21. The method of claim 5, wherein the body part is the distal interphalangeal joint, and wherein the arthritis is osteoarthritis.

22. The method of claim 1, wherein the method further comprises obtaining the image of the body part.

23. The method of claim 1, wherein the image is or was obtained by optical imaging, preferably using light as a source of light, wherein preferably the light is visible light.

24. The method of claim 1, wherein the image is or was obtained by a camera.

25. The method of claim 1, wherein obtaining the image comprises using augmented reality or wherein the image was obtained by using augmented reality.

26. The method of claim 5, wherein the method further comprises administering to the subject having a score indicative for an active state of arthritis, scleroderma and/or Raynaud's phenomenon a pharmaceutically effective amount of a pharmaceutical composition for the treatment of the respective disease.

27. A library of a parameter indicative of the degree of swelling and/or atrophy determined according to the method of claim 1.

28. A storage device comprising computer-readable program instructions for executing the method according to claim 1.

29. A system for determining a parameter indicative of the degree of swelling, and/or atrophy determined according to the method of claim 1 comprising the storage device according to claim 28; at least one processing device and a capturing device.
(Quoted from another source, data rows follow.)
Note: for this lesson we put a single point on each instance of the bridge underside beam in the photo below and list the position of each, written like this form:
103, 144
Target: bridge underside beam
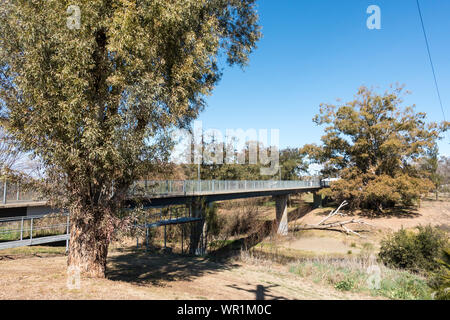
182, 200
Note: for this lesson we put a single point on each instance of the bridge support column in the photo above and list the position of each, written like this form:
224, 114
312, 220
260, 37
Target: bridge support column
317, 200
198, 229
281, 214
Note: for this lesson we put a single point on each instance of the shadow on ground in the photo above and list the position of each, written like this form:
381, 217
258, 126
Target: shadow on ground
396, 212
141, 268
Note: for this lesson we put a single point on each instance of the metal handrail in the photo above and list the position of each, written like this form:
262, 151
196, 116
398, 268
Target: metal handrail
13, 193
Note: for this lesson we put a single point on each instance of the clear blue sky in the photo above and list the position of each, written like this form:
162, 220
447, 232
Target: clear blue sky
316, 51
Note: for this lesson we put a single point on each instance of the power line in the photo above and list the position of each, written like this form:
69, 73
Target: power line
431, 60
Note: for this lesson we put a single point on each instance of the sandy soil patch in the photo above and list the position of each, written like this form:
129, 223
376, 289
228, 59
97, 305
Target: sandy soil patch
142, 276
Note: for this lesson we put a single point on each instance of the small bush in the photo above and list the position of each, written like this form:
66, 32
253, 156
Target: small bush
242, 221
417, 252
345, 285
353, 275
441, 279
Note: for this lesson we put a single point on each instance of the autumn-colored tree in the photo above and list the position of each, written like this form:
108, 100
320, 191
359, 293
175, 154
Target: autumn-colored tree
373, 145
292, 163
91, 89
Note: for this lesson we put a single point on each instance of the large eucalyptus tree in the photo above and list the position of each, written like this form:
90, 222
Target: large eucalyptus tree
91, 87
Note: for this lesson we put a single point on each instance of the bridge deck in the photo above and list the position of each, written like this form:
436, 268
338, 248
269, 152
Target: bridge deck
34, 241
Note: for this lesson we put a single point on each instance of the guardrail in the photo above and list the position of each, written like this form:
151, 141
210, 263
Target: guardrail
31, 230
192, 187
14, 193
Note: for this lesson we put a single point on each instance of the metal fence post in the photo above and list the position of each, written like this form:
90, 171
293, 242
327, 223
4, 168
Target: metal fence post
4, 191
21, 230
67, 232
31, 229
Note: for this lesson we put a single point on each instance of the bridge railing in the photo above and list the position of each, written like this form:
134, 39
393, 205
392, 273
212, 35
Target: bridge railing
14, 192
183, 187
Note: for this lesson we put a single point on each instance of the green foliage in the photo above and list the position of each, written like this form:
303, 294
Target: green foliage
415, 251
373, 144
441, 281
96, 104
352, 275
345, 285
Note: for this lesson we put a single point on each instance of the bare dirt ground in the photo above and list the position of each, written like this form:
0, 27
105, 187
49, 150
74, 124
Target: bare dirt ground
435, 213
25, 274
138, 275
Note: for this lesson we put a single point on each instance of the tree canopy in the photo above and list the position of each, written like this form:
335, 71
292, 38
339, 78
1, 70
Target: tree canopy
94, 100
373, 144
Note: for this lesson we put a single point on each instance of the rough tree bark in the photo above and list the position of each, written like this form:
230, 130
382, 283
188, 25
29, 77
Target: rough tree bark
90, 235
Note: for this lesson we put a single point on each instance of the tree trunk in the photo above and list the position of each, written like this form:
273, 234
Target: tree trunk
89, 241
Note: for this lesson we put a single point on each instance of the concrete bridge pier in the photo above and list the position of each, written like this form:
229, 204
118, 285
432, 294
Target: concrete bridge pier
197, 244
317, 200
282, 214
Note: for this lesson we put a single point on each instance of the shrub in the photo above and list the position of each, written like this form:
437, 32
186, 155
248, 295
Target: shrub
345, 285
242, 221
441, 280
414, 251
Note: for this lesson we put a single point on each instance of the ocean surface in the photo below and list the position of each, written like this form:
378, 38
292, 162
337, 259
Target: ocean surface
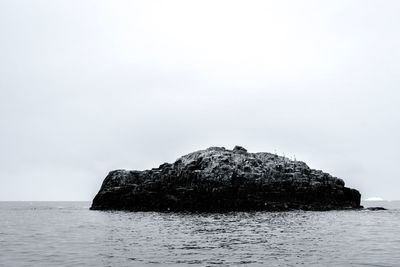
69, 234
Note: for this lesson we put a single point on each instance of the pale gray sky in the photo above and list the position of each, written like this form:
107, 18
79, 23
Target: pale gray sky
91, 86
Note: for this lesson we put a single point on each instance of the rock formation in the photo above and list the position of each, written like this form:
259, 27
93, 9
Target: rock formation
218, 180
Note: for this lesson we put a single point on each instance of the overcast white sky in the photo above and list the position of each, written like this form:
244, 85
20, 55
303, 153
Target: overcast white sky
91, 86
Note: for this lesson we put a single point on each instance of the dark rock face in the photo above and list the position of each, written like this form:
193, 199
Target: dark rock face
376, 208
219, 180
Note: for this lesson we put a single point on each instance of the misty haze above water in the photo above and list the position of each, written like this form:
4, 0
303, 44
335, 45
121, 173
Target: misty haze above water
68, 234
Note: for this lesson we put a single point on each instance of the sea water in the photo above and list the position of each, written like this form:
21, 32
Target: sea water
69, 234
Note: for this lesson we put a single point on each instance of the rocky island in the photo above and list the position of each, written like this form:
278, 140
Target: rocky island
220, 180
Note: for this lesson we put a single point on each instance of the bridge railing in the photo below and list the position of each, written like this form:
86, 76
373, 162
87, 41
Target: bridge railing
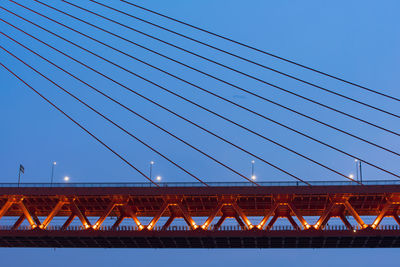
196, 184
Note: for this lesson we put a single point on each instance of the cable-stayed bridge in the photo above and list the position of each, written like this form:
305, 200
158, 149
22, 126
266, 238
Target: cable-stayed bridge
189, 214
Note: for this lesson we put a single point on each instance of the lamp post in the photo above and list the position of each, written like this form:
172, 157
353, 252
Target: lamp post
52, 172
359, 169
151, 169
21, 170
252, 170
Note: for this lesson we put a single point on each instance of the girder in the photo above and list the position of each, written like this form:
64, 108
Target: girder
256, 212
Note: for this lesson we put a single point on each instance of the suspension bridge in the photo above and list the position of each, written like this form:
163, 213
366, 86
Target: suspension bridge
142, 214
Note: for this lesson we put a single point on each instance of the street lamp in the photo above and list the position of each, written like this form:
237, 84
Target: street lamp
151, 169
252, 170
52, 171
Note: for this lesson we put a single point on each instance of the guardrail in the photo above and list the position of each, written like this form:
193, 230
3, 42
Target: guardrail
196, 184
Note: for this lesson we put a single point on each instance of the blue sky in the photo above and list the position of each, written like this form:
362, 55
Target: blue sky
356, 40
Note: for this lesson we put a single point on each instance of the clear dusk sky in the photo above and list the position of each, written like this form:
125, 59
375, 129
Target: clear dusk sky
355, 40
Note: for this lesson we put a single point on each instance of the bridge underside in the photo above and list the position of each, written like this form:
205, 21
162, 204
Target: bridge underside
202, 239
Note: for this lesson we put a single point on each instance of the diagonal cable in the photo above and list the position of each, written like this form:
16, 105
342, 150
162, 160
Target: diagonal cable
221, 50
120, 104
195, 69
80, 125
228, 83
172, 112
194, 103
270, 140
258, 50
30. A server comprising the storage device of claim 29, at least one processing device, and a network connection for receiving data indicative of an image of a body part.
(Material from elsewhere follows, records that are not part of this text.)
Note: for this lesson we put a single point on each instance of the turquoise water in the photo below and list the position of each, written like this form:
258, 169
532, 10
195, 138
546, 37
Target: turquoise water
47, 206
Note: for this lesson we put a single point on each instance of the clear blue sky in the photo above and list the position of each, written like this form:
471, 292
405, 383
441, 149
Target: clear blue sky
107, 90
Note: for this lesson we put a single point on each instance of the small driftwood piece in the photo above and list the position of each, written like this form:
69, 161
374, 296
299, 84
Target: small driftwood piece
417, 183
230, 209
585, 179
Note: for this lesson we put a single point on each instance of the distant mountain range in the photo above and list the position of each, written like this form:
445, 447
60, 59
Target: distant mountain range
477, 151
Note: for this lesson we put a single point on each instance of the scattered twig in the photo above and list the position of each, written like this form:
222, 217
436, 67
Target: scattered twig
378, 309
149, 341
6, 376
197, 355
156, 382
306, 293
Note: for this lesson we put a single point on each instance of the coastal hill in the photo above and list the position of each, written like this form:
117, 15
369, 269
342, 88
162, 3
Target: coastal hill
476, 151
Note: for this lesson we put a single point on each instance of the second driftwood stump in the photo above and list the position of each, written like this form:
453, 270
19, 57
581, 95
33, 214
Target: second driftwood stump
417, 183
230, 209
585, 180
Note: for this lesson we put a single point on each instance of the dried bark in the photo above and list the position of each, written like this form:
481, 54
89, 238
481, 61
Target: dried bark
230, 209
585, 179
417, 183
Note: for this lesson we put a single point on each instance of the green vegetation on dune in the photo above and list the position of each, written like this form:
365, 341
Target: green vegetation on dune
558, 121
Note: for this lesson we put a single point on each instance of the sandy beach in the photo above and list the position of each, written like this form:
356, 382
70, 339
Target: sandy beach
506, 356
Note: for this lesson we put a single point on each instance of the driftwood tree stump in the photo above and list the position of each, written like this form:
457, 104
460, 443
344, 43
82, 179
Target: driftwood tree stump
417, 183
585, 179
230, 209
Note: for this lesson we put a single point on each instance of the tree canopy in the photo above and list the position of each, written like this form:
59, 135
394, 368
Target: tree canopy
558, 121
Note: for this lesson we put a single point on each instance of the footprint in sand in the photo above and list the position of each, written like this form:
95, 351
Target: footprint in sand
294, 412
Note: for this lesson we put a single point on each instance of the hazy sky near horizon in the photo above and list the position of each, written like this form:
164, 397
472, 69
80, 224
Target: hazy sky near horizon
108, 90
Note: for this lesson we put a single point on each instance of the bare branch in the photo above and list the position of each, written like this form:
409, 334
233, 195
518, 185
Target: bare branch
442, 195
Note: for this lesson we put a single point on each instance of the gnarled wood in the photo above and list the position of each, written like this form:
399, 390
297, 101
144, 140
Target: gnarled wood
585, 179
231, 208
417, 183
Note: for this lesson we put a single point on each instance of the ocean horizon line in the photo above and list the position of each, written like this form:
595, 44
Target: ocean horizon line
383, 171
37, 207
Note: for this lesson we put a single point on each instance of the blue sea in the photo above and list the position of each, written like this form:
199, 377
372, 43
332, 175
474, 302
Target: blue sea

31. The method of claim 5, wherein the score is indicative of the state of arthritis and wherein the parameter is at least indicative of the degree of swelling, preferably wherein the parameter is indicative of the degree of swelling.

32. The method of claim 5, wherein the score is indicative of the state of scleroderma.

33. The method of claim 5, wherein the score is indicative of the state of Raynaud's phenomenon.

34. A method for determining a score indicative of the likelihood of a subject of having arthritis, scleroderma or Raynaud's phenomenon from an image of a body part, wherein the method comprises the steps of:

(i) determining from an image of a body part of a subject a parameter indicative of the degree of swelling and/or atrophy according to claim 1,

(ii) comparing the parameter determined in (i) to a distinguishing reference pattern, wherein the distinguishing reference pattern is obtained from at least three reference subjects, wherein at least one reference subject has arthritis, at least one reference subject has scleroderma and at least one reference subject has Raynaud's phenomenon; and

(iii) identifying a score indicative of the likelihood of the subject of having arthritis, scleroderma or Raynaud's phenomenon based on the comparison in step (ii).